Entre os que acreditam que a bolsa não terá um ano positivo está Andrew Storfer, da Anefac. Segundo ele, as ações, em geral, estão precificadas “no seu valor justo” e o ano tende a ser ruim em termos de crescimento econômico, o que não traz boas perspectivas de rentabilidade para os papéis. Os ajustes fiscais, por sua vez, devem impactar o custo de financiamento por meio do BNDES, que cobrará juros mais caros para reduzir os gastos do Tesouro com subsídios. “As empresas devem ter dificuldade de suprir suas necessidades de financiamento e, no mínimo, pagarão mais caro por isso”, opina.

Fusões e aquisições
Com a escalada dos juros, o ambiente tampouco é propício para o financiamento de fusões e aquisições. A expectativa de impacto no consumo com o ajuste fiscal, tende a fragilizar algumas empresas, sobretudo as mais endividadas, abrindo espaço para que essas operações ocorram. “Esse cenário cria oportunidades de consolidação, e muitas vezes o caminho é a venda”, comenta Clóvis Meurer, vice-presidente da Associação Brasileira de Private Equity e Venture Capital (ABVCap). Na avaliação de Pedro Barbosa, sócio da gestora STK Capital, a precificação das empresas está atraente para os fundos de private equity, mas os juros elevados criam um desafio na captação dos recursos. “Se a taxa Selic não cair, o investidor vai continuar preferindo aplicar dinheiro no mercado financeiro a se arriscar num projeto empresarial”, completa Meurer. Em 2014, o Brasil registou 879 operações de fusões e aquisições, de acordo com levantamento da PwC, maior contagem feita pela consultoria em 12 anos.

Tributação
Na gestão de Levy, o mercado também deve ter a chance de corrigir distorções fiscais que favorecem aplicações em ativos isentos de imposto de renda em detrimento de investimentos de longo prazo. Notícias divulgadas pela imprensa sinalizam que a equipe econômica estaria estudando o assunto. A iniciativa vai ao encontro de um dos pleitos que a Anbima apresentará à Fazenda neste primeiro trimestre.
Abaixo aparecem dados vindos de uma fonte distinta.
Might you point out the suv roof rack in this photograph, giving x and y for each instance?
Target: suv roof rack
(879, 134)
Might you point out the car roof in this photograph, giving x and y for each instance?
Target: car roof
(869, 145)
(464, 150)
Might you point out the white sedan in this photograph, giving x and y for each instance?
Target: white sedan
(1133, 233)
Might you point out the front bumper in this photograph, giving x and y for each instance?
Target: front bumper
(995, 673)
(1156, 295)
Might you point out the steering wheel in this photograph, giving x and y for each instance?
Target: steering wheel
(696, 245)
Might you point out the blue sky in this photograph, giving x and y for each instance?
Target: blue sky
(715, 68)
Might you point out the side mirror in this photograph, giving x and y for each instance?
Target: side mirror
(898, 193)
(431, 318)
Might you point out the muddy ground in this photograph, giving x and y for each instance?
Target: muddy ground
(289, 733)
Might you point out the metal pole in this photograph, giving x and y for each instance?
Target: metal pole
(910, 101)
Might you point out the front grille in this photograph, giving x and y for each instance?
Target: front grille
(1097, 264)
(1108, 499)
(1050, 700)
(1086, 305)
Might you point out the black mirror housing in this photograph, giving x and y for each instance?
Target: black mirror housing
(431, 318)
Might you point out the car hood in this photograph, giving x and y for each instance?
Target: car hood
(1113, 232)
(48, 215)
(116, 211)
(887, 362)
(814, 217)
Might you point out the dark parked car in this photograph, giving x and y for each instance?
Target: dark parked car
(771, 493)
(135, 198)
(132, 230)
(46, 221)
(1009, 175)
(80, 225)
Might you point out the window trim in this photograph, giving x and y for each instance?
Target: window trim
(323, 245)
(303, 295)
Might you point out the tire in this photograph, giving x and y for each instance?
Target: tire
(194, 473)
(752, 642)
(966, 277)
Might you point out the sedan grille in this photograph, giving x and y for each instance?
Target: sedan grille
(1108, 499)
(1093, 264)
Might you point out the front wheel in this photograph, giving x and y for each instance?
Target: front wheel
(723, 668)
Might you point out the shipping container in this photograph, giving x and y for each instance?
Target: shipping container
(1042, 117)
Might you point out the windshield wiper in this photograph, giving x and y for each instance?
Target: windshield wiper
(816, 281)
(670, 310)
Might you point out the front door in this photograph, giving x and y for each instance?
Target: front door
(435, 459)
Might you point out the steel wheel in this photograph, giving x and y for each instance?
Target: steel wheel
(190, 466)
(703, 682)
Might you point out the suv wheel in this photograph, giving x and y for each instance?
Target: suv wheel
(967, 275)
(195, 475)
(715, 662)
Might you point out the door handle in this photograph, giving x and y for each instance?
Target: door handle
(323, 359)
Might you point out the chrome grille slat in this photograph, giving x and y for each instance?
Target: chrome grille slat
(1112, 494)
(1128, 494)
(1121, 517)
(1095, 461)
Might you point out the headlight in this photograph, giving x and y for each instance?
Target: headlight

Outro pedido da associação refere-se a uma saída para o come-cotas, tributação semestral sobre rendimentos de fundos de renda fixa e multimercados. “Esse imposto atinge um produto relevante para o País, que carrega boa parte da dívida pública”, observa Denise Pavarina, presidente da Anbima. A executiva diz não ser contrária aos títulos incentivados, embora considere que seu benefício fiscal possa ser estendido aos veículos que compram esses ativos. Assim, os fundos não ficariam em desvantagem.

Em 2014, a indústria de fundos teve seu pior saldo em seis anos: os resgates superaram as aplicações em R$ 1,1 bilhão. A concorrência de produtos isentos, junto a fatores como volatilidade dos mercados e aversão ao risco, colaborou para o ano ruim. De 2015 em diante, Pavarina espera que os efeitos desestabilizadores diminuam, abrindo espaço à retomada do crescimento.